Read more: Why Banks Might Want to Have a Blockchain Strategy
Business Case for InteroperabilityConsider the financial services sector, where payment networks and settlement systems are critical components. In this space, blockchain’s fragmentation can be a bottleneck. A bank might use one blockchain for cross-border payments and another for smart contracts, but without interoperability, these systems remain isolated, requiring additional middleware or manual reconciliation.
The PYMNTS Intelligence report “Can Blockchain Solve the Cross-Border Payments Puzzle?” examined how blockchain could transform cross-border payments, while also assessing its current adoption and exploring the future implications for financial institutions and businesses.
As blockchain payments gain traction, interoperability will likely become a defining factor in the technology’s success. The winners won’t be those who build the most sophisticated silos but those who build the strongest bridges.

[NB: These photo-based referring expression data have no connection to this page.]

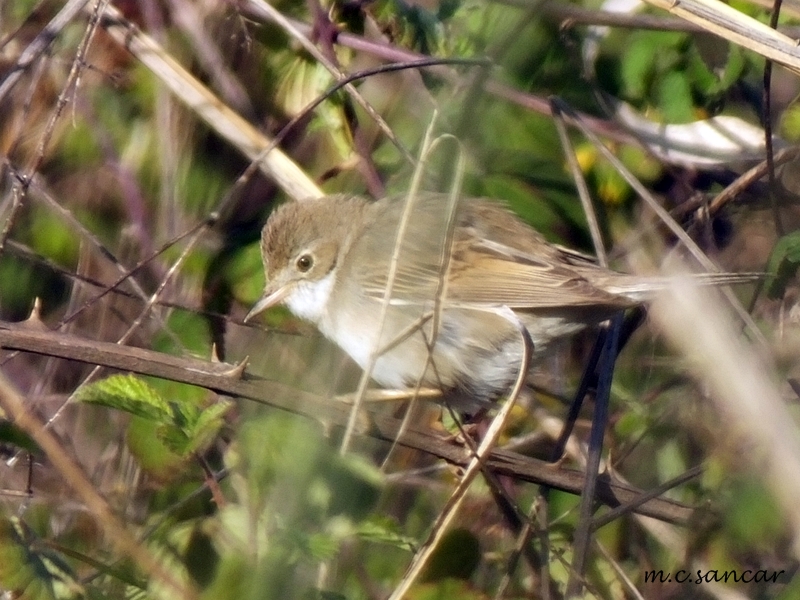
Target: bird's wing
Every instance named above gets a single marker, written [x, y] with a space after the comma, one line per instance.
[481, 270]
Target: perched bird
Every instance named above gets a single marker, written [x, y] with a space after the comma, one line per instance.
[329, 261]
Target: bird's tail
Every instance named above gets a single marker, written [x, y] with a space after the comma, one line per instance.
[640, 289]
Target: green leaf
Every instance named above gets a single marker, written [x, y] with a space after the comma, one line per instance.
[783, 264]
[385, 530]
[128, 393]
[14, 436]
[675, 98]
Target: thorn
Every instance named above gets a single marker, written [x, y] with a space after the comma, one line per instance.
[34, 319]
[237, 370]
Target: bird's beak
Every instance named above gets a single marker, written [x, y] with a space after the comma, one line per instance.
[268, 300]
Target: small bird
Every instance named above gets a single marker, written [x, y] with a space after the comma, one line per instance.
[329, 261]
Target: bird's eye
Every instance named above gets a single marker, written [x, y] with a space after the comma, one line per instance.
[304, 263]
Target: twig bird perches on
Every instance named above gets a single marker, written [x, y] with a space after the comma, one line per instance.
[327, 259]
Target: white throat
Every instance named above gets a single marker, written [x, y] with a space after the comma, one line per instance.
[309, 299]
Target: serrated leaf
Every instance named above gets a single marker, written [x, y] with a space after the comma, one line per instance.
[128, 393]
[783, 264]
[208, 424]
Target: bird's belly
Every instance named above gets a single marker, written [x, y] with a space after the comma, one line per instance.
[475, 352]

For example, the USDC stablecoin is natively supported for 16 blockchain networks: Algorand, Arbitrum, Avalanche, Base, Celo, Ethereum, Hedera, NEAR, Noble, OP Mainnet, Polkadot, Polygon PoS, Solana, Stellar, Sui and ZKsync
Data shared by PYMNTS Intelligence indicates that permissioned decentralized finance (DeFi) could reduce transaction costs by up to 80% compared to traditional methods, while features such as automated recordkeeping and smart contracts improve transparency and efficiency, and stablecoins, pegged to fiat currencies, offset volatility concerns.
“Blockchain technology, and public blockchains in particular, are opening up a number of new use cases one of which is to transfer value — such as remittances — from one country to another,” Raj Dhamodharan, EVP blockchain and digital assets at Mastercard, told PYMNTS.